Roasted Winter Squash Soup with Smokey Harissa and Crispy Chickpeas

Ingredients
  • 1 Buttercup squash
  • 1 can chickpeas, rinsed ( or 1 cup soaked, dry garbanzos), patted dry.
  • 1-2 teaspoons olive oil, pinch salt, pinch pepper and generous pinch smoked paprika
  • ——
  • 2 Tablespoon coconut oil, ghee or butter
  • ½ onion – diced
  • 1 apple – diced
  • 3 garlic cloves
  • 1 teaspoon cumin seeds (or ground)
  • 1 teaspoon coriander seeds (or ground)
  • 1 teaspoon caraway seeds
  • 1 ½ teaspoon smoked paprika
  • ¼ teaspoon cayenne (for medium spicy)
  • ½ teaspoon apple cider vinegar
  • 1 teaspoon maple syrup
  • 1 teaspoon kosher salt
  • 4- 4 ½ cups water or stock
  • Garnish – plain yogurt, “smoked yogurt” crispy chickpeas, toasted pumpkin seeds, chopped cilantro and scallions
Instructions
  1. Pre-heat Oven to 425F
  2. Cut squash in half lengthwise, scrape out seeds with a spoon and place on a parchment lined baking sheet, open side down.Roast squash in the oven for 40 minutes or until very tender and soft and caramelized.
  3. To make crispy chick peas, drain and rinse chick peas, Dry well with paper towels. toss with olive oil ( enough to lightly coat) salt, pepper and smoked paprika and spread out on separate sheet pan.
  4. Roast chickpeas,until crispy about 20 minutes.
  5. In a medium pot, heat coconut oil over medium high. Saute onion and apple for 2-3 minutes, stirring, then add garlic, turning heat down to medium. Saute a few more minutes until garlic is fragrant and golden and onions are tender. Add spices and toast for 1 minute, stirring.
  6. Remove from heat.
  7. Add the onion, apple mix to the blender with 1 cup of water (use this to rinse out the pot). Blend well, taking care to cover blender with a towel, holding lid down VERY tightly. Blend until spices and onions are very smooth. Place back in the pot. Blend the squash with the remaining water ( or stock) until very smooth, and place back in the pot. Heat over medium low heat, adding vinegar and maple. Adjust salt.
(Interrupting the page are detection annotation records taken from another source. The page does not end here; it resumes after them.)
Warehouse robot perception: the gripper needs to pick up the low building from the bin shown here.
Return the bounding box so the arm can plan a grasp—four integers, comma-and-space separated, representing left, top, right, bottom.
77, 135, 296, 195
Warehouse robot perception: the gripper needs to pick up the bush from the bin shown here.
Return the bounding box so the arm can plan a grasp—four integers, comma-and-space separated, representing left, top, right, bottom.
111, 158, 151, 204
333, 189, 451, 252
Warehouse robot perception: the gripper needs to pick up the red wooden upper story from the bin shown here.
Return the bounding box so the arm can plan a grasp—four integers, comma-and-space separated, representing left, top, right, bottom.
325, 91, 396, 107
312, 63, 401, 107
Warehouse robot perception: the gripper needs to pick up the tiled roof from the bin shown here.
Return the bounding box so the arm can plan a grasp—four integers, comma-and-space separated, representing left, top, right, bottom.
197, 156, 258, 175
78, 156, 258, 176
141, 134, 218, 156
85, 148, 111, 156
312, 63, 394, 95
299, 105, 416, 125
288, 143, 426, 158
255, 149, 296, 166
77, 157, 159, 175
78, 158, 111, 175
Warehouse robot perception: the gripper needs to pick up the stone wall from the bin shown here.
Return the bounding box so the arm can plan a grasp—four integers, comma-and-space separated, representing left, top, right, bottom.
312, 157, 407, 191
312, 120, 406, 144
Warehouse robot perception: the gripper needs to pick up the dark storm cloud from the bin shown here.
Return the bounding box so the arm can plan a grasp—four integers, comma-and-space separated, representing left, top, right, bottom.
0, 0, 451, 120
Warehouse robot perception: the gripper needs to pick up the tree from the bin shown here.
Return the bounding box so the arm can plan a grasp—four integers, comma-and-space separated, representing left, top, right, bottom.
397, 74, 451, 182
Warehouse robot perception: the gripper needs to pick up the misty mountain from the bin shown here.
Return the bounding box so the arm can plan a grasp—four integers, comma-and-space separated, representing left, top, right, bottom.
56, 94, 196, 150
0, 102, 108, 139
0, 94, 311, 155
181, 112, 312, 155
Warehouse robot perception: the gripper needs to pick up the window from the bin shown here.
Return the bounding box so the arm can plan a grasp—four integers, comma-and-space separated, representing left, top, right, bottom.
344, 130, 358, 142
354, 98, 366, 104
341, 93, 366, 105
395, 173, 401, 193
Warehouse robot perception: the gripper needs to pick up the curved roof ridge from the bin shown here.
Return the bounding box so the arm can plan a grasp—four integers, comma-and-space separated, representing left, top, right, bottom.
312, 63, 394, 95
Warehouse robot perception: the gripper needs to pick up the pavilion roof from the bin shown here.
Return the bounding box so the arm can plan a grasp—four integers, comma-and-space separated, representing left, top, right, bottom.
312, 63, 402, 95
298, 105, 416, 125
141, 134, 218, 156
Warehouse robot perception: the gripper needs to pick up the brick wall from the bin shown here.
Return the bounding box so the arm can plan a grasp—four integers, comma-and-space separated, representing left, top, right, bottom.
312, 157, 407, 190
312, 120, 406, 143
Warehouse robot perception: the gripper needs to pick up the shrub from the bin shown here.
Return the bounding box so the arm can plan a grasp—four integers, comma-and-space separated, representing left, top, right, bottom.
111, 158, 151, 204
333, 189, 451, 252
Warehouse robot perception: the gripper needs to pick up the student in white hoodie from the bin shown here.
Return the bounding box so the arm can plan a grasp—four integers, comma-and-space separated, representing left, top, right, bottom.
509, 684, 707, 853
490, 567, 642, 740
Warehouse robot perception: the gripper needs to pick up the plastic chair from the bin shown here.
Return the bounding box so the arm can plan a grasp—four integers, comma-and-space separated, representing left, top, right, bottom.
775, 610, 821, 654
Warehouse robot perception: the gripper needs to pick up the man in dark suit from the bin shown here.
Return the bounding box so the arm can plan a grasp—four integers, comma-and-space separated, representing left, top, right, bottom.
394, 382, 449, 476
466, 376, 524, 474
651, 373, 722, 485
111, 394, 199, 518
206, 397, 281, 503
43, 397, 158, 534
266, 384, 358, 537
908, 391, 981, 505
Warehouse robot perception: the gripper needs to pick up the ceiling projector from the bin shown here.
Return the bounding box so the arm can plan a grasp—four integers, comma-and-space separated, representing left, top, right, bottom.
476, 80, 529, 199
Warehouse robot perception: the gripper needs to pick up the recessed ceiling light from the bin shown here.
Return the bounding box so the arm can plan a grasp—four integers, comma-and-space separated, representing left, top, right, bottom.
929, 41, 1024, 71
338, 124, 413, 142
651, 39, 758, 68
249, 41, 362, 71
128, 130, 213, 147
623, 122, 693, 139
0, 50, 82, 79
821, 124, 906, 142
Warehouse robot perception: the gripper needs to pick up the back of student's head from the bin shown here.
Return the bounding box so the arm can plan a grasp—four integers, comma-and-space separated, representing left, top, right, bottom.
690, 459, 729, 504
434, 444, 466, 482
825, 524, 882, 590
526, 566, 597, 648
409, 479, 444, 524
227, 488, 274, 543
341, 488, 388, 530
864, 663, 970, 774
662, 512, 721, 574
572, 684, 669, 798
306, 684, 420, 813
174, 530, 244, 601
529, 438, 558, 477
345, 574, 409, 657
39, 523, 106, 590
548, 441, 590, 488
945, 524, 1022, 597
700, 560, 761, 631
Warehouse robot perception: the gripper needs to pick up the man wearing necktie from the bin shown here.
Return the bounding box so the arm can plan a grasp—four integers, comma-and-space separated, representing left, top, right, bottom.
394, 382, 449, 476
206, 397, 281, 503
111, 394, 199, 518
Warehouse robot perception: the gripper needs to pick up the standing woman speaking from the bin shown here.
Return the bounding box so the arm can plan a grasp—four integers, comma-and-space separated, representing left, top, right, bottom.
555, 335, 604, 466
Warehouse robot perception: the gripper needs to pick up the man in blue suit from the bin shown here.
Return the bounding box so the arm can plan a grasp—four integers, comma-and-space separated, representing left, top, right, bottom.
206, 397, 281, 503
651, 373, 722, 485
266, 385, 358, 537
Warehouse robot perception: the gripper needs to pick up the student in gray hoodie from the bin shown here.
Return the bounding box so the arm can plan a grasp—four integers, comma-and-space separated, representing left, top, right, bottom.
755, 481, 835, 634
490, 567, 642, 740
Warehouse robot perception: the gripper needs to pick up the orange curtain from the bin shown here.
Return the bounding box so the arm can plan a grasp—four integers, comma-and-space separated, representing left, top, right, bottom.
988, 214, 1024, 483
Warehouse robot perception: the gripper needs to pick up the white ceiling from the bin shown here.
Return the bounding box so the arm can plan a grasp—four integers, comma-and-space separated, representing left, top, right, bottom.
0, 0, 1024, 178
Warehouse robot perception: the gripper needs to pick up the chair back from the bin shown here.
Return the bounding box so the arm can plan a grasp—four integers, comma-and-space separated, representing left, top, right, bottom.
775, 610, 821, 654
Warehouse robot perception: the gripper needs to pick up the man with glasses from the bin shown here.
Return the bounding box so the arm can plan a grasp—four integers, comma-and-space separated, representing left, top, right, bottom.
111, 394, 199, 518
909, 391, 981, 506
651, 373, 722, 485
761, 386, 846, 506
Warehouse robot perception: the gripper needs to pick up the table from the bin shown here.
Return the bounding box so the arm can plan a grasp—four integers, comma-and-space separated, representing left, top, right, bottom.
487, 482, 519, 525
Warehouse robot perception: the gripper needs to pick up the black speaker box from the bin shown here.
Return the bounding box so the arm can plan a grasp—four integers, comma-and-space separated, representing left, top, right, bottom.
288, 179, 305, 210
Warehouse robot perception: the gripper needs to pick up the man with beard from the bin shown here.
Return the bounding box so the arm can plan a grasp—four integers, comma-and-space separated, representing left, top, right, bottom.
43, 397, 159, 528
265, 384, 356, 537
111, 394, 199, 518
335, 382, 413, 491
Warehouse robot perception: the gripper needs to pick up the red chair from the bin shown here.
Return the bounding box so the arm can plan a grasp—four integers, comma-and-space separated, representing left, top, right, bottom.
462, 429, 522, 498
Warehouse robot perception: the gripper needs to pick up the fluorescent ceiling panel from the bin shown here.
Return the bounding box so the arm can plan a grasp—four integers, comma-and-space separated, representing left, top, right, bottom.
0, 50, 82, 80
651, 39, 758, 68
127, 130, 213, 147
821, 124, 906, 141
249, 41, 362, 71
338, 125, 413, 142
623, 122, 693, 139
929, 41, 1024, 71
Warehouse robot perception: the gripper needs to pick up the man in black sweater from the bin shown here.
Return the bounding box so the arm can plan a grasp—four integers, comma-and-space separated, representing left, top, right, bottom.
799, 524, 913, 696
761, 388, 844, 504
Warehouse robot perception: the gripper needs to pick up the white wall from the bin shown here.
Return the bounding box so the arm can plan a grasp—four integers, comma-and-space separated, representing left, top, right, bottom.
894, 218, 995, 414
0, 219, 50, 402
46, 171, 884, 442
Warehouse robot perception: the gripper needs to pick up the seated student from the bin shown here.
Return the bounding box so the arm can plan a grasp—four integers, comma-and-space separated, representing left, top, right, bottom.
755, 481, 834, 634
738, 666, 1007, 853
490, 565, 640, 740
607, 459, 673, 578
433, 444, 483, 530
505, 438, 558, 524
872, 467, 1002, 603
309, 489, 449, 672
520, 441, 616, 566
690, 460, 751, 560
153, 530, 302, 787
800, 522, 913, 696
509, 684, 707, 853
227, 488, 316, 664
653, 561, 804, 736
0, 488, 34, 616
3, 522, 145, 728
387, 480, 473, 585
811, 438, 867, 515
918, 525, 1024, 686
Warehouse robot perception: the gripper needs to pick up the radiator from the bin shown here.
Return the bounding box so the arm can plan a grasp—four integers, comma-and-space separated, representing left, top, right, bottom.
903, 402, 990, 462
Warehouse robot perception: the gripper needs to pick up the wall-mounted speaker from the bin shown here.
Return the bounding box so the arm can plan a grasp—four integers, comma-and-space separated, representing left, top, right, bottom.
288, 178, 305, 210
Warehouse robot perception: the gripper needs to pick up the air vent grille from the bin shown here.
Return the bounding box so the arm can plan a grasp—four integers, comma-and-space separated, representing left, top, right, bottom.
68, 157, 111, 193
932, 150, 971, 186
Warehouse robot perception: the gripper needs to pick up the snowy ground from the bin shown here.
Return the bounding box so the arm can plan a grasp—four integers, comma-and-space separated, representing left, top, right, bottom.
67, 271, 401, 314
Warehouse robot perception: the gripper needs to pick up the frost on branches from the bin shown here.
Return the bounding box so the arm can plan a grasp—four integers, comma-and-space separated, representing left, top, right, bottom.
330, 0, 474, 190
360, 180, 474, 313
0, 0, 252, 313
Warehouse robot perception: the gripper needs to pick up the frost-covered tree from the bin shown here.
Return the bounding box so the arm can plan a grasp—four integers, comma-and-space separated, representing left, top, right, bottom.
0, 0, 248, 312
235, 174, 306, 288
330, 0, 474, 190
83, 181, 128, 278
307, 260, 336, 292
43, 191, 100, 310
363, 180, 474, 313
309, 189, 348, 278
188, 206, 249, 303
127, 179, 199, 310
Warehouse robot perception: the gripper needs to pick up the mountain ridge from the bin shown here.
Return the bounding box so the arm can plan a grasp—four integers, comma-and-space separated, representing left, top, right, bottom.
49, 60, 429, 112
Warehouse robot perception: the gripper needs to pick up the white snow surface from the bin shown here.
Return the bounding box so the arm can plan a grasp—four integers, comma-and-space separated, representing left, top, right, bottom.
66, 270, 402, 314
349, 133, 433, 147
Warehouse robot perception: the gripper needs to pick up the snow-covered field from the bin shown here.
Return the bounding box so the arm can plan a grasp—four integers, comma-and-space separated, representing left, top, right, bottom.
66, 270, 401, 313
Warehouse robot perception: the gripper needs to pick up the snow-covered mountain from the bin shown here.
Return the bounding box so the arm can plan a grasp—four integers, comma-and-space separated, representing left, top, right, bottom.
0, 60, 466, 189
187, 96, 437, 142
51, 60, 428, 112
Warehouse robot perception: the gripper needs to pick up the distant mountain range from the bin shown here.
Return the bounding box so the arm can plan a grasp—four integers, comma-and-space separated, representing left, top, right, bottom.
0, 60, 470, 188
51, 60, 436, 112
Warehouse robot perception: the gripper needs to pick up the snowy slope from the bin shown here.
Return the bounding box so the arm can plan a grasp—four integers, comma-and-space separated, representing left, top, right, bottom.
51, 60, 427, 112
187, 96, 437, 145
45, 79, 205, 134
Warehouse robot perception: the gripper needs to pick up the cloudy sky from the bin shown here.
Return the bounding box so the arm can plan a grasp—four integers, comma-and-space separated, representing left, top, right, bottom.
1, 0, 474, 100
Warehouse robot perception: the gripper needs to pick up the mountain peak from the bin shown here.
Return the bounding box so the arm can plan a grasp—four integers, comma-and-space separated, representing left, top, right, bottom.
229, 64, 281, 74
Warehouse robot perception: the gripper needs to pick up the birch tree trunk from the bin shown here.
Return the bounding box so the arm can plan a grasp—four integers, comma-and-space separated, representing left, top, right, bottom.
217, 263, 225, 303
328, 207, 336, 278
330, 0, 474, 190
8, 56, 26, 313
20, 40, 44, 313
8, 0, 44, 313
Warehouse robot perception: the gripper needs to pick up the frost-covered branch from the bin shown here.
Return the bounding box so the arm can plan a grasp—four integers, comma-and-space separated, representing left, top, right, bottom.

  8. Serve with a swirl of plain yogurt or “smoked yogurt”, crispy chickpeas, toasted pumpkin seeds, Aleppo chili flakes, and fresh cilantro.
  9. Notes: Instead of the spices you could stir in a few teaspoons or more to taste, of harissa paste. The “smoked Yogurt” is basically plain yogurt mixed with a bit of smoked paprika.